HCLSIG BioRDF Subgroup/Meetings/2007-04-09 Conference Call
- Date of Call: Monday April 9, 2007
- Time of Call: 11:00am Eastern Time
- Dial-In #: +1.617.761.6200 (Cambridge, MA)
- Dial-In #: +33.4.89.06.34.99 (Nice, France)
- Dial-In #: +44.117.370.6152 (Bristol, UK)
- Participant Access Code: 246733 ("BIORDF")

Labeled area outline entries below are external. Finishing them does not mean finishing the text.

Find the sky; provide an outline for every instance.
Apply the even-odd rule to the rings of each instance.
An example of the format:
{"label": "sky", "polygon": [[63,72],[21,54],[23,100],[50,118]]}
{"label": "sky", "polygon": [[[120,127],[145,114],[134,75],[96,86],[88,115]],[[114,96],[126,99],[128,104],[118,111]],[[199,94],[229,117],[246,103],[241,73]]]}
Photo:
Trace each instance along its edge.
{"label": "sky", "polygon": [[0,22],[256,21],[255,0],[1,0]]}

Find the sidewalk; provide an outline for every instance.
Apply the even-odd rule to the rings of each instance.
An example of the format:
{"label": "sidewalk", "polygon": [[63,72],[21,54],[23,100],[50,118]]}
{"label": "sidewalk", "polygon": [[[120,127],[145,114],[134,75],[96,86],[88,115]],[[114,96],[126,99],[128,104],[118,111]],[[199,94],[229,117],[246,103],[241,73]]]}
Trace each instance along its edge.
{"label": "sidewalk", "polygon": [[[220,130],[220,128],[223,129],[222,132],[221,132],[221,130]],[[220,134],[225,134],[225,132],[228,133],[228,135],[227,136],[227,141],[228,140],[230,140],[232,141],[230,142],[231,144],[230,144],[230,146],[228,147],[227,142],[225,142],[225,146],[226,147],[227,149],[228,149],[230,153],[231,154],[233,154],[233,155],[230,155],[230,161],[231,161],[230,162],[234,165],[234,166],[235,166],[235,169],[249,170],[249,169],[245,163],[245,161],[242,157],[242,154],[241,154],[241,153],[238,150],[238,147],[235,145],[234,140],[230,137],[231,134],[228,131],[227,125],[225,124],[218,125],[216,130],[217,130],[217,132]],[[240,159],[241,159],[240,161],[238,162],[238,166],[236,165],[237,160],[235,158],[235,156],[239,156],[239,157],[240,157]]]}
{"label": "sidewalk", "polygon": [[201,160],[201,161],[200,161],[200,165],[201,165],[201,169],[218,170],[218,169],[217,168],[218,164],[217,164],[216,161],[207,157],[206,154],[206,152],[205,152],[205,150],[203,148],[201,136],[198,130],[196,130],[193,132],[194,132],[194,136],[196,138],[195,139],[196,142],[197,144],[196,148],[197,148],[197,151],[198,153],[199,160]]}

- IRC Channel: irc.w3.org port 6665 channel #BioRDF (see W3C IRC page for details, or see Web IRC)
- Duration: ~1 hour
- Convener: Susie Stephens
- Scribe: June Kinoshita
- Review action items
- Progress in data set conversion
- Alzgene conversion needs a new owner (MH, ran out of time)
- Presentation update
- Demo equipment update
On the phone I see +1.203.737.aaaa, +1.781.620.aabb, June_Kinoshita, John_Barkley, Don_Doherty, EricP
On IRC I see RRSAgent, Zakim, Don, kei_and_matthias, June, ericP, Jonathan_Rees, alanr [email@example.com] has joined #biordf
Susie: The plan today is to cover outstanding action items; progress on data set; presentation component of the demo at WWW conference; demo equipment update. Scanning through action items, will all fit with other parts of agenda, except for Eric P question, has he contacted anyone in David ? group at MIT to see if they can attend F2F?
Eric P: Can go pester them.
Susie: Would be good to be quite concrete about what we're asking of them.
Susie: Progress on data set conversion. Have word document that highlights all the datasets that we're hoping to include in the demo. Deadlines: Homologene?
Eric P: Alan had comments, thinks its usable now. Names could be improved.
Susie: I'll put those down as done.
Kei: Is spreadsheet available on line?
Susie: Yes, on demo web page, near bottom. Did send out link. Under Information Resources/Progress Report.
Susie: Next on list is Entrez Gene. Alan was going to work on that.
Alan: Can skip over. I'm behind on all my translations.
Susie: Same for phenotypes, pathways, GO?
Susie: Can you make progress on them by tomorrow?
Alan: I'll do as much as I can by tomorrow.
Susie: Neuroanatomy, John Barkley and Don have been working on BAMS.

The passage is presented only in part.